Marquez Williams

No. 37, 42, 36
- Position: Fullback

Personal information
- Born: July 16, 1994 (age 31) Athens, Georgia, U.S.
- Height: 5 ft 10 in (1.78 m)
- Weight: 260 lb (118 kg)

Career information
- High school: Clarke Central (Athens)
- College: Miami (FL)
- NFL draft: 2017: 7th round, 240th overall pick

Career history
- Jacksonville Jaguars (2017); Cleveland Browns (2017); Atlantic City Blackjacks (2019); Houston Roughnecks (2020);
- Stats at Pro Football Reference

= Marquez Williams =

American football player (born 1994)

Marquez Williams (born July 16, 1994) is an American former professional football player who was a fullback in the National Football League (NFL). He played college football at Mars Hill University and the University of Miami. He was selected by the Jacksonville Jaguars in the seventh round of the 2017 NFL draft and later played for the Cleveland Browns.

==Professional career==
===Jacksonville Jaguars===
Williams was selected by the Jacksonville Jaguars in the seventh round, 240th overall, in the 2017 NFL draft. The Jaguars previously obtained the pick by trading tight end Julius Thomas to the Miami Dolphins. On May 12, 2017, the Jaguars signed Williams to a four-year, $2.47 million contract with a signing bonus of $71,224. He was waived/injured on September 1, 2017 and placed on injured reserve. He was released on October 9, 2017.

===Cleveland Browns===
On December 23, 2017, Williams was signed to the practice squad of the Cleveland Browns. He was promoted to the active roster on December 29, 2017.

The Browns waived Williams on August 17, 2018 after failing to report to training camp.
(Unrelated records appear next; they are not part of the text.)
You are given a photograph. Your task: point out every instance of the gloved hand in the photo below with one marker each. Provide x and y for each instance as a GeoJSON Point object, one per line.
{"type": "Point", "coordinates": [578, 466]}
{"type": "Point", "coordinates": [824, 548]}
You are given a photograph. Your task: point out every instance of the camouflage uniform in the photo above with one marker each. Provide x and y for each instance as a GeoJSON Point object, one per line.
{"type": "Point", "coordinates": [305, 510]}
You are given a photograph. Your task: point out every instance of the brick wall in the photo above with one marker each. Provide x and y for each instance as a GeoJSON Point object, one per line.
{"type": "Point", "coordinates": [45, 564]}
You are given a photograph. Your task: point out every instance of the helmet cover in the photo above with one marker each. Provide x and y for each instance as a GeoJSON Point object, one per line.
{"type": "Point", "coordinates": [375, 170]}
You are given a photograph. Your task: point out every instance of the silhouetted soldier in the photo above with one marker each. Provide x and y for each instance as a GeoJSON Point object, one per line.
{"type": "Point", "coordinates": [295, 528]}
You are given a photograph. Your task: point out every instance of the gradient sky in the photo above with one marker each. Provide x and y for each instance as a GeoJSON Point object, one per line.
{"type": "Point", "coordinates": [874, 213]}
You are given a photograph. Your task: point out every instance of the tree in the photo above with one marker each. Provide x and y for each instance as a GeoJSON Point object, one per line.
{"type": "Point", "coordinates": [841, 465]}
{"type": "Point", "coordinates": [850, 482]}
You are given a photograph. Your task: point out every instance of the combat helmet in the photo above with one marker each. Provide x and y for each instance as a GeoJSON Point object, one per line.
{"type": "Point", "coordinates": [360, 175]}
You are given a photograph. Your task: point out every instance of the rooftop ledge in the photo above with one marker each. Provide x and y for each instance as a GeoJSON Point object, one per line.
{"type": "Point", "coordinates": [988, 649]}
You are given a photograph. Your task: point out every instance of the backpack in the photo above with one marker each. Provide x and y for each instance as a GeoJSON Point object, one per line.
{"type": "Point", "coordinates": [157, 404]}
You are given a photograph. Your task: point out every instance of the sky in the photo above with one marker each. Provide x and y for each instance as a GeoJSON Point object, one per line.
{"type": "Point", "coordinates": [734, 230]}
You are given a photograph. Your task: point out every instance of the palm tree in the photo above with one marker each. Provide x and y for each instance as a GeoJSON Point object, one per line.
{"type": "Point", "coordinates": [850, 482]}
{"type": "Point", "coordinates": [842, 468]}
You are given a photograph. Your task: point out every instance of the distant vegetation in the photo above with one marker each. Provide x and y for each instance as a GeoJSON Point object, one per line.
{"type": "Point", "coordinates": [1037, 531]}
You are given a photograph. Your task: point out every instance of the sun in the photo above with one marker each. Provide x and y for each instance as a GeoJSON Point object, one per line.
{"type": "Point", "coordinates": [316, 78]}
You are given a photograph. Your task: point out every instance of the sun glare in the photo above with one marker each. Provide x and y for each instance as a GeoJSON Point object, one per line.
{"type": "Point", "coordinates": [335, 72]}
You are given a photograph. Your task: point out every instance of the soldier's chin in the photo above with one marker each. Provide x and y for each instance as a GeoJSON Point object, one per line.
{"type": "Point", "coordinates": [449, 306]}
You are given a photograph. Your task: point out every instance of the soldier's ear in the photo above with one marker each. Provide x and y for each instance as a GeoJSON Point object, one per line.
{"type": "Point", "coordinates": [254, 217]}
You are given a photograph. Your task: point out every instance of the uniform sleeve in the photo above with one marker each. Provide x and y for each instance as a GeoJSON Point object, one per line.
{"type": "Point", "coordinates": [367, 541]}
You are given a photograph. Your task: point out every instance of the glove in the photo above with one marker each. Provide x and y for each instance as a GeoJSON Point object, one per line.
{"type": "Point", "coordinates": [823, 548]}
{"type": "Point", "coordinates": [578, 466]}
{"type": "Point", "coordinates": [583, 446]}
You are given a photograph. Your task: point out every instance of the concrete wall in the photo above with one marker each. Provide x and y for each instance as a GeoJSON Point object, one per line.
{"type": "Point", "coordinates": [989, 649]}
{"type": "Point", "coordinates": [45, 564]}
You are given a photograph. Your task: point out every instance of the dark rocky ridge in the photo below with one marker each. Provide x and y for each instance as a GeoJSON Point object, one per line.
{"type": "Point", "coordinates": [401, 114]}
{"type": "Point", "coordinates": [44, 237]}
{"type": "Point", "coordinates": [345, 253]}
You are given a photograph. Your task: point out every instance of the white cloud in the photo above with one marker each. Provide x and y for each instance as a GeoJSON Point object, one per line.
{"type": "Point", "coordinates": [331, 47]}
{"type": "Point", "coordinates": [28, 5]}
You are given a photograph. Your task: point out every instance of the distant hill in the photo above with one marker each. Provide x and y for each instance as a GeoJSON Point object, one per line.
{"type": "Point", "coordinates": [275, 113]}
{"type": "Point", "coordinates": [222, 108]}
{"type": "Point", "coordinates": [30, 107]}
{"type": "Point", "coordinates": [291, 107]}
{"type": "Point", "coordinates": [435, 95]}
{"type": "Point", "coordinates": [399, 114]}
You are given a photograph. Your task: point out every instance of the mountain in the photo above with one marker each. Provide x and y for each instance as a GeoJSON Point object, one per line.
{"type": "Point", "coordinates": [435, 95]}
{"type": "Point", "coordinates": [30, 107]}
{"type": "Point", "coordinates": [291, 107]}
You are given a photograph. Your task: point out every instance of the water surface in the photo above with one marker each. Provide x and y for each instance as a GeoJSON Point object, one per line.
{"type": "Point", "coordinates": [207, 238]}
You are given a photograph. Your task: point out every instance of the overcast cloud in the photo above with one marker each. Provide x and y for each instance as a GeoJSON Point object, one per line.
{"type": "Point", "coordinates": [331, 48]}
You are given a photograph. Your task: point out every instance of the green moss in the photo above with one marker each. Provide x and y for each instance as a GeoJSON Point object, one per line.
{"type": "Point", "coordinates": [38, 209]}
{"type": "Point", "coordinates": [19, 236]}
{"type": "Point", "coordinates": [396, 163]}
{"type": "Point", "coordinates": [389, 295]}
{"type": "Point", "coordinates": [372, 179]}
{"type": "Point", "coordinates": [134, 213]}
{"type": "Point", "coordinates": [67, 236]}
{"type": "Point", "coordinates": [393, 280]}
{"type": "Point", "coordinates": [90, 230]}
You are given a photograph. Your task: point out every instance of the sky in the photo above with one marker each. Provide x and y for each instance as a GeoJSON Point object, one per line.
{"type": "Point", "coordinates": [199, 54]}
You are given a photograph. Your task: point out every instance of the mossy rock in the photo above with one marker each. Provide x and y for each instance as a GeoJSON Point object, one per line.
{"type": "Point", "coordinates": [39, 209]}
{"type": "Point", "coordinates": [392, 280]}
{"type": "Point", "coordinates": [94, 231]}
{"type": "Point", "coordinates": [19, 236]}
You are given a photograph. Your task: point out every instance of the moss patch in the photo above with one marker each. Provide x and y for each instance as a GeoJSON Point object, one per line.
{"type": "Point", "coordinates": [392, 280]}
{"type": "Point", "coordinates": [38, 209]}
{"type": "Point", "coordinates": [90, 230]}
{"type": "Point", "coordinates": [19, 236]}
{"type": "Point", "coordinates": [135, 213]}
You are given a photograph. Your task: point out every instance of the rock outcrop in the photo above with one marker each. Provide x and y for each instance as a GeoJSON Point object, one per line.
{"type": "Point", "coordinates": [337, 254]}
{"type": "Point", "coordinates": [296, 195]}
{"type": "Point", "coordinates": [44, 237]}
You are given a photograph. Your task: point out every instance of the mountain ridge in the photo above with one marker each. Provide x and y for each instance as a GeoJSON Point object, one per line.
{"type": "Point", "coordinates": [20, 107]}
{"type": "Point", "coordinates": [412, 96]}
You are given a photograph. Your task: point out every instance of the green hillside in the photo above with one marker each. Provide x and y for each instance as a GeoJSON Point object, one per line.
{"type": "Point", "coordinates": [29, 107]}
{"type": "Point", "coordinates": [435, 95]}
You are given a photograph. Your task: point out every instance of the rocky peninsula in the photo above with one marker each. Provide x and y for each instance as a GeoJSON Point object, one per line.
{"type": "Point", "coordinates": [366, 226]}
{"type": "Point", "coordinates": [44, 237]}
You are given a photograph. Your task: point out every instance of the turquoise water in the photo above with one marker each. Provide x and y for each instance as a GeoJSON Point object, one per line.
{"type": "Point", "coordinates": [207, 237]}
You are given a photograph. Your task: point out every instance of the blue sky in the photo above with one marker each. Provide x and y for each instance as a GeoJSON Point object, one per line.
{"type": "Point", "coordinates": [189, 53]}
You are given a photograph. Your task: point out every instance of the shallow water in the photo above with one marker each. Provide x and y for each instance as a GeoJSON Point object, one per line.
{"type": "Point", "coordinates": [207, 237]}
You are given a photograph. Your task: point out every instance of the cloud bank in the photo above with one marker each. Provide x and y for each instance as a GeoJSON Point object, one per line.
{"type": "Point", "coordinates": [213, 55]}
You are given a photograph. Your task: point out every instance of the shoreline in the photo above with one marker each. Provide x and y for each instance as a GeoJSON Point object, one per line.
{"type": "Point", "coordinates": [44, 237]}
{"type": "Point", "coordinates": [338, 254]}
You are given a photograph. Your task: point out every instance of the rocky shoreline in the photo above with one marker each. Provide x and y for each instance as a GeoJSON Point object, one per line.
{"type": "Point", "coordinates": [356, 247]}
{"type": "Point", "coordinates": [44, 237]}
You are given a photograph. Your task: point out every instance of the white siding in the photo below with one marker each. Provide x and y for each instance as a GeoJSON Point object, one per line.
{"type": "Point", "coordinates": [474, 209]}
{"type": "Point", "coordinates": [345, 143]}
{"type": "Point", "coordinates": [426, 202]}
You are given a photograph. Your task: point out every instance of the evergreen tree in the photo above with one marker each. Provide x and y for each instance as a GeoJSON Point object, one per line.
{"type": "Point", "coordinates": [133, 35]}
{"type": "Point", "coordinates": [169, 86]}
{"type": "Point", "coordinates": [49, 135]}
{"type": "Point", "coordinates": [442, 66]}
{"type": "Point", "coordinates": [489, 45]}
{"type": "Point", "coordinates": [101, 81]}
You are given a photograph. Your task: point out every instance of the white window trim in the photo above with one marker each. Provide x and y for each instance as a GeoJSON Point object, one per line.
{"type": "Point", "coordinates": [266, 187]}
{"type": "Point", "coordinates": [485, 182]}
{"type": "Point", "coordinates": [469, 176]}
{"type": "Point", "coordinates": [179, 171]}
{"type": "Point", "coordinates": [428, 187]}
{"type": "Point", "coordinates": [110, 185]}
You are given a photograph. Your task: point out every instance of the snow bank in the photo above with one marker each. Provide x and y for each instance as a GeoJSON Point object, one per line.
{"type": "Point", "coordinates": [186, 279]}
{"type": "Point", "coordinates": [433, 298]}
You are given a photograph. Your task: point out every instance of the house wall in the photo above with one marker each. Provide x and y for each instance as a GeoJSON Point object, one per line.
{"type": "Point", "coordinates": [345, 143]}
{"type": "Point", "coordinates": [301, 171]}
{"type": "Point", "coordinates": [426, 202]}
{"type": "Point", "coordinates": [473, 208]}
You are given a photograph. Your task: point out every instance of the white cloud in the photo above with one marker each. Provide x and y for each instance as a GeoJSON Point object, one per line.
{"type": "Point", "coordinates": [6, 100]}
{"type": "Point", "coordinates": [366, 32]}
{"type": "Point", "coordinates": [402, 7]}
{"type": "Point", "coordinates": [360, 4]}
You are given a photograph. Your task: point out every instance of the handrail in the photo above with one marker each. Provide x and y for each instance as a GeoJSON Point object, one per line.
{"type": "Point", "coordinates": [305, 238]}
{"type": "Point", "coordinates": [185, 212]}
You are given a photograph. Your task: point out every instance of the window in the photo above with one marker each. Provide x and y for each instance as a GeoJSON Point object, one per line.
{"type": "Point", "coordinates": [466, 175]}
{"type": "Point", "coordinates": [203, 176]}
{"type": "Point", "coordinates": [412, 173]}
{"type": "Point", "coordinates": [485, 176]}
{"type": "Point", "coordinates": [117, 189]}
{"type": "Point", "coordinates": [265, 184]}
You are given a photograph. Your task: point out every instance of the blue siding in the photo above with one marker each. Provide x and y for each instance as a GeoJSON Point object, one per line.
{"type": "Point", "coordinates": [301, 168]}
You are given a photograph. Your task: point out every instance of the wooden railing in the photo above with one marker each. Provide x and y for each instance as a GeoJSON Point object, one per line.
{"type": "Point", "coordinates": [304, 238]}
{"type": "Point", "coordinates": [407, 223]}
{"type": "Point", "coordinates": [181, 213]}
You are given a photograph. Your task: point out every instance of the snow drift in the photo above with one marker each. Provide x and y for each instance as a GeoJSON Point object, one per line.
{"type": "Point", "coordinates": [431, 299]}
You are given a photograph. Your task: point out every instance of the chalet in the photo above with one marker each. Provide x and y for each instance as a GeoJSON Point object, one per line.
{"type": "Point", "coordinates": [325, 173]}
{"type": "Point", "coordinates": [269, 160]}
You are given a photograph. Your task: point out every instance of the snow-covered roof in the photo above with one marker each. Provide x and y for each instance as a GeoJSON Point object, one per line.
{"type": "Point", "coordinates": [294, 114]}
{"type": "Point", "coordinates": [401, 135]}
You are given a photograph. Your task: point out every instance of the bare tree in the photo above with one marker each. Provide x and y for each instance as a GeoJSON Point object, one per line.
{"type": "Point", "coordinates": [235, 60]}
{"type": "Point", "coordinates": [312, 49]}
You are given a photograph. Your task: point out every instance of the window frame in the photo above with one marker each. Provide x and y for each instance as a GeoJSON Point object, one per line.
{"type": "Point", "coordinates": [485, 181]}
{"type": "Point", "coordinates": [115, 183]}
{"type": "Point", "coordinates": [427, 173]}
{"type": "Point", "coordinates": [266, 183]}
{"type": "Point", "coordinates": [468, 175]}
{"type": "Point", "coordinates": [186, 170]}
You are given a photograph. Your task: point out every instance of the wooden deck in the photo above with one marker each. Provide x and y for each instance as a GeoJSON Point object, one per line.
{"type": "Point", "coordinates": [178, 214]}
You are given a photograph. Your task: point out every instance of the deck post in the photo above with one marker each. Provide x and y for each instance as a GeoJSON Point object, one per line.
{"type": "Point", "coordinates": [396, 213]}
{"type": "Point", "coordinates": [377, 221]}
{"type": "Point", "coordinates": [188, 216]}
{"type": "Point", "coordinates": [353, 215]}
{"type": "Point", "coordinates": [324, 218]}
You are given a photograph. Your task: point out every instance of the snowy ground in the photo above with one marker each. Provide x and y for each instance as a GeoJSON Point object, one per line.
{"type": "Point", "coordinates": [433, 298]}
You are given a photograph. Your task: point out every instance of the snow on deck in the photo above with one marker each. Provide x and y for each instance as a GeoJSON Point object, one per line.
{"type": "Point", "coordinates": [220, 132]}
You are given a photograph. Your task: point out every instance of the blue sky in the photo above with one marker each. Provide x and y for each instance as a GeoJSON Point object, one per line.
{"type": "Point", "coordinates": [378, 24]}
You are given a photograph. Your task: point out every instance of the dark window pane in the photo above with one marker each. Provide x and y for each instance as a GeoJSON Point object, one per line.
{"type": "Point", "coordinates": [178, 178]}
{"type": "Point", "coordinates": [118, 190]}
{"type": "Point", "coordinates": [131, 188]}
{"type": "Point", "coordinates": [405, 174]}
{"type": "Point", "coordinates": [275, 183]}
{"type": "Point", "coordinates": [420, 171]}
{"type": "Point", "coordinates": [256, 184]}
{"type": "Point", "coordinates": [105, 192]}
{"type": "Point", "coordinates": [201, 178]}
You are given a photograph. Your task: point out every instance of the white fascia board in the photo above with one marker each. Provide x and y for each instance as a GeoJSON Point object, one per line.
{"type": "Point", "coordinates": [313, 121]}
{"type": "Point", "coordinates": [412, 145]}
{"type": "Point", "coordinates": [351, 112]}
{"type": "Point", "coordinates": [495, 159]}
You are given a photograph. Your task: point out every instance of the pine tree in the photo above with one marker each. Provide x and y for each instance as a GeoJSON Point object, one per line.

===Atlantic City Blackjacks===
On April 2, 2019, Williams was assigned to the Atlantic City Blackjacks of the Arena Football League. He was placed on the physically unable to perform list on April 11, and placed on injured reserve on April 19, 2019.

===Houston Roughnecks===
In 2019, Williams was picked by the Houston Roughnecks of the XFL in the 2020 XFL draft. He was placed on injured reserve during final roster cuts on January 22, 2020. He was activated from injured reserve on February 12, 2020. He had his contract terminated when the league suspended operations on April 10, 2020.